Cybersecurity, Defense Technologies, and Sovereign AI

Venture capital continues to flow vigorously into cybersecurity, particularly where AI, the public sector, and critical infrastructure intersect. Israeli AI-cybersecurity startup Dream previously raised $260 million at a valuation of approximately $3 billion, reinforcing the trend towards protecting energy, water, transport, and government systems.

For funds, this direction is increasingly becoming institutional. Whereas cybersecurity was once considered a standard enterprise software segment, it is now more frequently connected with national security, technological sovereignty, and protection against attacks generated using artificial intelligence.

Key subsectors to watch include:

  • AI-driven cybersecurity for governments and critical infrastructure;
  • protection of industrial systems and energy facilities;
  • safety of AI agents and corporate LLM platforms;
  • real-time threat monitoring platforms.

M&A Market Intensifies Pressure on Strategists and Startups

The global mergers and acquisitions market sharply intensified in the first half of 2026. Large deals are becoming the norm again, while the technology sector remains one of the main areas for strategic buyers. For startups, this creates an alternative path to liquidity: it’s no longer necessary to wait for an IPO if large corporations are ready to acquire technologies, teams, and customer bases.

For venture investors, the growth of M&A is important as a mechanism for capital return. After several years of weak liquidity, funds are increasingly considering strategic sales as a realistic exit scenario, especially for companies in AI infrastructure, cybersecurity, data platforms, developer tools, and vertical SaaS.

However, buyers are becoming more disciplined. They are willing to pay a premium for assets with a technological advantage but are less responsive to companies whose growth is based solely on marketing, subsidies, or inflated multiples.

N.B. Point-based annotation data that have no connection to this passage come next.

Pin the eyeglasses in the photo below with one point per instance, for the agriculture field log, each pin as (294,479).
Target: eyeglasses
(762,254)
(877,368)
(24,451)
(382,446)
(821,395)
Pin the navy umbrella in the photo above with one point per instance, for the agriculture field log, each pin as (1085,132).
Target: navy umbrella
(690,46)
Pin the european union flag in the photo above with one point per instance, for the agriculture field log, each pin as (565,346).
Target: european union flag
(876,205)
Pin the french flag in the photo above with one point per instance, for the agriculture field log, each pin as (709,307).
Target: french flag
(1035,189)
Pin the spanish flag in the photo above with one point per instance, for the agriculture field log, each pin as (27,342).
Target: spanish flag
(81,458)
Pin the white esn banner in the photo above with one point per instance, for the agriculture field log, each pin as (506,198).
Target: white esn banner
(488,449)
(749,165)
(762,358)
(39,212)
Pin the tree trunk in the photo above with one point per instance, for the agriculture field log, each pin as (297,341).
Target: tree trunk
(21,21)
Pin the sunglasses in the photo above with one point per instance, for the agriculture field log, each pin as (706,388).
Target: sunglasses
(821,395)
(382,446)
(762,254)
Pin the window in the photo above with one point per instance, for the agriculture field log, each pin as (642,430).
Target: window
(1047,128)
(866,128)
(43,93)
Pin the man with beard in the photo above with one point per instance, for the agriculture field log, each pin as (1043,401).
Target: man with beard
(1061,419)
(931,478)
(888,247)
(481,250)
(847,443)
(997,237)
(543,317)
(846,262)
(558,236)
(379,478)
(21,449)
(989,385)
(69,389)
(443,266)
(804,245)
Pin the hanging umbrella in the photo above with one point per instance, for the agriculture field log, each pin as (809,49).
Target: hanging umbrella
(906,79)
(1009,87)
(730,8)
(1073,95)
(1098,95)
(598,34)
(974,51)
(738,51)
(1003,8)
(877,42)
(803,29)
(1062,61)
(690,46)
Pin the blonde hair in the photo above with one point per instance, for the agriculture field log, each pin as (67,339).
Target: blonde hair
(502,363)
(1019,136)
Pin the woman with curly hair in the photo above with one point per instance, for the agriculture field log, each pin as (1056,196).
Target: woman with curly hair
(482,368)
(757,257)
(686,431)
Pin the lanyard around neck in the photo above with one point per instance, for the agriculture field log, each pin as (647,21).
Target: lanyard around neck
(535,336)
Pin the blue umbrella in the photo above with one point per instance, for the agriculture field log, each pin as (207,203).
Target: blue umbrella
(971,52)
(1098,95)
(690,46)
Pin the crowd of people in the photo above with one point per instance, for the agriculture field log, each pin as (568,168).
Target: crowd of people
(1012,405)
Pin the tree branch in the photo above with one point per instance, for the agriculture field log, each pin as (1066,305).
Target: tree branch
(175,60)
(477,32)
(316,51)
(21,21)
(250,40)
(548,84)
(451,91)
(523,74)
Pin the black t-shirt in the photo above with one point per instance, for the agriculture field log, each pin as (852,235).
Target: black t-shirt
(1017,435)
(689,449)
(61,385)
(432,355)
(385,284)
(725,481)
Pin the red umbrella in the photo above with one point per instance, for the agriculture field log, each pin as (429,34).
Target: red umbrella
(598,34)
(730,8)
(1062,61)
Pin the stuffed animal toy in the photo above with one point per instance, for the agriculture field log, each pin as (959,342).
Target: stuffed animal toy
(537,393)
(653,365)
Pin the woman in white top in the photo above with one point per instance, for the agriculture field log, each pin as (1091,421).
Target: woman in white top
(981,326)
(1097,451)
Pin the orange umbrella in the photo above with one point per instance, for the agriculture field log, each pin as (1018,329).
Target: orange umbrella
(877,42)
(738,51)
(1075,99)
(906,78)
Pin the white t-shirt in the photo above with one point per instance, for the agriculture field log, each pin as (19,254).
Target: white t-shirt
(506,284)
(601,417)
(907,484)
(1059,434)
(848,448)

Venture Capital Geography: The U.S. Leads, Europe Seeks New Liquidity Formats

The U.S. remains the main hub for venture investments, particularly in AI, semiconductor startups, cybersecurity, and enterprise software. However, Europe is gradually strengthening its role through IPOs, private market platforms, and support for deep tech. The example of Bending Spoons demonstrates that European tech companies can pursue global valuations if they enter the market with a scalable business model.

The development of private liquidity markets also deserves separate attention. The London-based Pisces initiative and the participation of companies like Wayve indicate that the ecosystem is seeking intermediate mechanisms between closed private markets and full-fledged IPOs. For funds, this could become an important tool for partial liquidity without immediate public offerings.

For global venture investors, this suggests an expansion of strategic alternatives: the U.S. remains the capital market, Europe is increasingly the market for engineering talent and deep tech, the Middle East is a source of institutional capital, and Asia serves as a significant demand base for AI infrastructure and consumer technology products.

What Venture Investors and Funds Should Pay Attention To

As of July 2, 2026, the startup market appears stronger than a year ago, but significantly more selective. Capital is available, the IPO window is opening, M&A is reviving, and AI remains the leading investment direction. However, a simple bet on “any AI startup” no longer works: investors demand technological depth, revenue, competition protection, and a clear path to liquidity.

In the coming weeks, venture funds should monitor several indicators:

  1. the trading dynamics of Lime and Bending Spoons post-IPO;
  2. new rounds in AI chips, data infrastructure, and agent safety;
  3. the activity of major funds after securing new mandates;
  4. M&A transactions in cybersecurity and enterprise AI;
  5. the willingness of LPs to back new funds beyond the largest managers.

The key takeaway of the day: the venture market is regaining liquidity but is becoming less tolerant of weak business models. Winning are the startups that combine technological advantage, real demand, scalable economics, and the potential for an exit through IPO or strategic sale. For venture investors and funds, this is not a market of mass optimism, but one of selective picking of the strongest companies.